The stepped-up enforcement escalates the Obama administration’s efforts to rein in the spread of marijuana stores, which accelerated after the attorney general announced in 2009 that federal prosecutors would not target people using medical marijuana in states that allow it.

Bill Panzer, a criminal defense lawyer who represents dispensaries said “It looks like there is a concerted effort for an offensive against the dispensaries in California,” and added “The Obama administration, for all the talk that he gave during the campaign, the reality is his policies haven’t been that different from Bush’s.”

“They’re cherry-picking,” Panzer said. “They want to look good in the press, so better to go after one that’s near a school.”

According to Panzer, the Justice Department four dispensaries because they are within 1,000 feet of schools or parks where children play. There is no state law against having a dispensary within 1,000 feet of a school, but under federal law, selling drugs near a school can carry a higher sentence.

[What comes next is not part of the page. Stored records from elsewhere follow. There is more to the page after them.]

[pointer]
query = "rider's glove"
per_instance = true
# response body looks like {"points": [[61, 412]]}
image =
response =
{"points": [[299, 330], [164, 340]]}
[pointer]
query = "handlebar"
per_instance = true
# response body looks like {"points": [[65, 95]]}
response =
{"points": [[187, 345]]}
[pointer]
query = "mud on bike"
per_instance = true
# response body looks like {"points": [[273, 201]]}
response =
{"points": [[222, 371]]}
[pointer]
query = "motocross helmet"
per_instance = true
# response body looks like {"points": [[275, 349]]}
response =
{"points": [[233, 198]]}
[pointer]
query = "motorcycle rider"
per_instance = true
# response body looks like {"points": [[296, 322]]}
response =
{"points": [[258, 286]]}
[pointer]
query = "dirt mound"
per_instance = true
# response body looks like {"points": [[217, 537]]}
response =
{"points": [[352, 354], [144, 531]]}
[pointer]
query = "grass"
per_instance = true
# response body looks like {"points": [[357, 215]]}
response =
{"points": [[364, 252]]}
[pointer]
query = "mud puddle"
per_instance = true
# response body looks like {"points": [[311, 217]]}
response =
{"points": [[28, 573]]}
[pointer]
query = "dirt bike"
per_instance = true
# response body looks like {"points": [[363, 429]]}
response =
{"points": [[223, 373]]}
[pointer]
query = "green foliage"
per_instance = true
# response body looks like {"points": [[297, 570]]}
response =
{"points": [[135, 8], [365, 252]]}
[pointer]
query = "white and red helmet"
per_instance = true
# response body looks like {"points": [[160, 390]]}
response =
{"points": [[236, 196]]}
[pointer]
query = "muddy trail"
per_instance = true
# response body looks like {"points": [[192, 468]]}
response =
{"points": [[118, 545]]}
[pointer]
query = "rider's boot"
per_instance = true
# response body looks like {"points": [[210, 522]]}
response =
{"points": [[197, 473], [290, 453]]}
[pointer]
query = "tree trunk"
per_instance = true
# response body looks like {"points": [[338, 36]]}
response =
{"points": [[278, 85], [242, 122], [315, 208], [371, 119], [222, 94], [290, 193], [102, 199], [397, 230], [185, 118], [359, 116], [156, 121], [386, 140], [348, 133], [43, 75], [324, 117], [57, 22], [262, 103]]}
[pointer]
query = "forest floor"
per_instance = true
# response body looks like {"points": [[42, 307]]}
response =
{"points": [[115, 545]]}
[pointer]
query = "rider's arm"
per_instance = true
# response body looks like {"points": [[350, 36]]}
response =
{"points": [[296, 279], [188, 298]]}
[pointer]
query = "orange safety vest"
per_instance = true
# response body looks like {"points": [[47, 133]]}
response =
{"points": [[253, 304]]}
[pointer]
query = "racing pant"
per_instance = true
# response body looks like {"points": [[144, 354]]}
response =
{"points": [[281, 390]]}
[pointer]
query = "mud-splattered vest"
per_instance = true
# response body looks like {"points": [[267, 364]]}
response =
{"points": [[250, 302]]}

The Department of Justice issued a policy memo to federal prosecutors in late June stating that marijuana dispensaries and licensed growers in states with medical marijuana laws could face prosecution for violating federal drug and money-laundering laws. The effort to shut California dispensaries appeared to be the most far-reaching effort so far to put that guidance into action.

Sources:

http://content.usatoday.com/communities/ondeadline/post/2011/10/feds-order-all-calif-medical-marijuana-outlets-to-close/1

http://blogs.sacbee.com/crime/archives/2011/10/us-attorneys-marijuana-dispensaries-in-california-arent-legal.html

http://latimesblogs.latimes.com/lanow/2011/10/federal-officials-begin-major-crackdown-marijuana-operations.html

http://www.baycitizen.org/marijuana/story/feds-eviction-4-marijuana-dispensaries/

http://www.businessweek.com/news/2011-10-07/feds-target-1-billion-california-medical-marijuana-industry.html

http://en.wikipedia.org/wiki/California_Proposition_215_(1996)

http://www.baycitizen.org/marijuana/story/irs-oaklands-largest-pot-dispensary-owes/

Comments

  1. Jared says:

    this is another crackdown on personal freedoms perpetrated by the federal government and aided by the IRS, neither of whom have the constitutional right to do what they’re doing. and no, this isnt just some random dude saying this, research wyoming police threaten IRS officers with arrest. They can’t do that. do not let them.

  2. Cotton Mouth says:

    I think the old assholes in congress and the senate should be voted out an quit tryin to tell us the us people what we can and cant do is unlawful. The government should leave shit alone. We have the right to pursure happiness,if its smokin weed let us smoke in peace. If a doctor says you need it, then the government and the irs needs to leave people the hell alone. I want to proof that weed kills people. Weed is God made not made by man. But they allow beer,cigs,and other probucts made by man that causes more deaths than weed. So I say to the government,IRS,Congress,The Senate,and anyone else in D.C. to look in the mirrow and remember that this aint the 60s. We are in 2011.

  3. Anonymous says:

    exactly. when did “the people” stop and realize the govt. works for us.